One potential solution to implement deduplication via logstash+elasticsearch I mentioned here: Detect filebeat retries to remove duplicates in the server side
The same 'problem' exists with other protocols/outputs (kafka, redis) as well, as there is no support for dealing with old resends. On the other hand, advantage with send-at-least-once semantics is reduced bookkeeping, especially in the presence of load balancing.
Often-case (given network is not unstable for much too long), it's good enough. But be adviced to monitor you systems and if things get wonky stop data ingestion (e.g. turn kafka off). For example kafka being notorious for storing everything based on retention times not taking disk space usage into account (well, to be fair, behaviour is configurable) until system breaks in bad ways. This is a general problem (design decision) in some systems. So you either drop events (not possible with filebeat) or stop data ingestion in presence of systems getting unresponsive and overloaded (taking X-times disk/CPU then normal).

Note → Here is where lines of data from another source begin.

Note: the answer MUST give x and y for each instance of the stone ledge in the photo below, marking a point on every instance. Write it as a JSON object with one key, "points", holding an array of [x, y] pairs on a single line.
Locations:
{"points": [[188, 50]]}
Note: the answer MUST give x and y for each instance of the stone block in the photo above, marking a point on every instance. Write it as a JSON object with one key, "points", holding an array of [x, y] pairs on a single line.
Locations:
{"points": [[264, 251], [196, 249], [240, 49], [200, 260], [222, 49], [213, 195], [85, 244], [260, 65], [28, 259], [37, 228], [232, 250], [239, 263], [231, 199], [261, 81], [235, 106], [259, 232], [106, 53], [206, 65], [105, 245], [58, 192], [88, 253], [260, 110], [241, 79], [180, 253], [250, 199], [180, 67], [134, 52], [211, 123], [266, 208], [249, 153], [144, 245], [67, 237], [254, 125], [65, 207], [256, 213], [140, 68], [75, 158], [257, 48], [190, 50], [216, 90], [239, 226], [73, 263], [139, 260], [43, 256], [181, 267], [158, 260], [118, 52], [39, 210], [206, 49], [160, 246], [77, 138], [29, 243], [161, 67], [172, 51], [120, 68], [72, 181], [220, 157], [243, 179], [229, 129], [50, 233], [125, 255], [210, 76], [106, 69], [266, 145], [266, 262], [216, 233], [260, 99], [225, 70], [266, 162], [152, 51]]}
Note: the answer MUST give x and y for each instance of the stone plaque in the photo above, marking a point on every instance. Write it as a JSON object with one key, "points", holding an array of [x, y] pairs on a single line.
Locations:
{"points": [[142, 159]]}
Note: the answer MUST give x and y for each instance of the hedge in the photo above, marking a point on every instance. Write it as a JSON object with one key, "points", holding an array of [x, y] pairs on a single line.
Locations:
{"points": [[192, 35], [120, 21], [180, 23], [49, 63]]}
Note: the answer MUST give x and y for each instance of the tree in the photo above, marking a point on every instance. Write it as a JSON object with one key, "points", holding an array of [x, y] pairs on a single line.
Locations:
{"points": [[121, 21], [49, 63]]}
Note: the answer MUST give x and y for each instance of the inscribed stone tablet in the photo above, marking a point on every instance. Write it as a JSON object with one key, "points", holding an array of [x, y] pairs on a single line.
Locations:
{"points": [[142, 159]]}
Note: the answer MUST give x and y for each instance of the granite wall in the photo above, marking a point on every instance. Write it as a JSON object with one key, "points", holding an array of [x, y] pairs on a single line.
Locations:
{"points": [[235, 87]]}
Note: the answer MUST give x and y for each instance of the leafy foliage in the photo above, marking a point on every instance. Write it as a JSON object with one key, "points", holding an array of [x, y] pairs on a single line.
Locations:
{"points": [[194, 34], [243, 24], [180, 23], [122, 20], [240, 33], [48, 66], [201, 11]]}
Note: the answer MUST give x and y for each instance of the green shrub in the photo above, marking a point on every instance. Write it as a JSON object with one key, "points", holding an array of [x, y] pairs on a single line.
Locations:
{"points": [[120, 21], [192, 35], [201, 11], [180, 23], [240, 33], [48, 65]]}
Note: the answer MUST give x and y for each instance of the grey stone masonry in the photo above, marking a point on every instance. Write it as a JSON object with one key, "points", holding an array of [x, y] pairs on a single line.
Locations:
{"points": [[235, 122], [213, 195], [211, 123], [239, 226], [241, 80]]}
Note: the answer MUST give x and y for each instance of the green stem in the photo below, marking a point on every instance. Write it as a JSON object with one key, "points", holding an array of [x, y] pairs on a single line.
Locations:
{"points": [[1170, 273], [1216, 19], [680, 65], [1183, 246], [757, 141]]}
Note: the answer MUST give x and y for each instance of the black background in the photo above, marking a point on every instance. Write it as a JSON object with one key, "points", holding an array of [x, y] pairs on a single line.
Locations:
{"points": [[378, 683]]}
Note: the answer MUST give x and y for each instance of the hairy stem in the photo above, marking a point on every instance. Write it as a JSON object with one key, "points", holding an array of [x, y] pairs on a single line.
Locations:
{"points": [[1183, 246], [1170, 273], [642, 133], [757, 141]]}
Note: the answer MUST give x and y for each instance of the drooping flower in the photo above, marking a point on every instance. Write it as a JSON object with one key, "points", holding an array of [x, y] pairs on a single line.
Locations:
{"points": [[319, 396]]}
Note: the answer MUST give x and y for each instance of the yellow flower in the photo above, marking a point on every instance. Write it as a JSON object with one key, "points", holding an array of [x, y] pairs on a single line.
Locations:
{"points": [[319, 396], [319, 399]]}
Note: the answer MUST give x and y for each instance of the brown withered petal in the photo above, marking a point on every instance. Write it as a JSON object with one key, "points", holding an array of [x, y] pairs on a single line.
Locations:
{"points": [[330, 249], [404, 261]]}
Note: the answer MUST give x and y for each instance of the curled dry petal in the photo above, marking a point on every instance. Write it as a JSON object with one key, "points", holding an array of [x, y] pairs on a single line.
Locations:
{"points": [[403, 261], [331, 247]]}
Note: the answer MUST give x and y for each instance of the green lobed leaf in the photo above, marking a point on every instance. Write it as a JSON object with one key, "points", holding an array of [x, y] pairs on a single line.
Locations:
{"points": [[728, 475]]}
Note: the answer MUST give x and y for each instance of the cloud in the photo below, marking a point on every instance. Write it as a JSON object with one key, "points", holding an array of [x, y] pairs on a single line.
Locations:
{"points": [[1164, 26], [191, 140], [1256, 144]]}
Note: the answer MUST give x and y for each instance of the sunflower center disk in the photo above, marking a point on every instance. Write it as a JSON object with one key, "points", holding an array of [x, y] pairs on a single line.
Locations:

Trying to solve deduplication on protocol level would require e.g. sequence number to detect resends on server side (e.g. as done by TCP to detect duplicate segments) + have consensus among servers in presence of load-balancing in order to detect resends being forwarded to another node (failover handling by client). For dealing with client/server restarts you might want to log sequence numbers to disks in addition. And there goes scalability.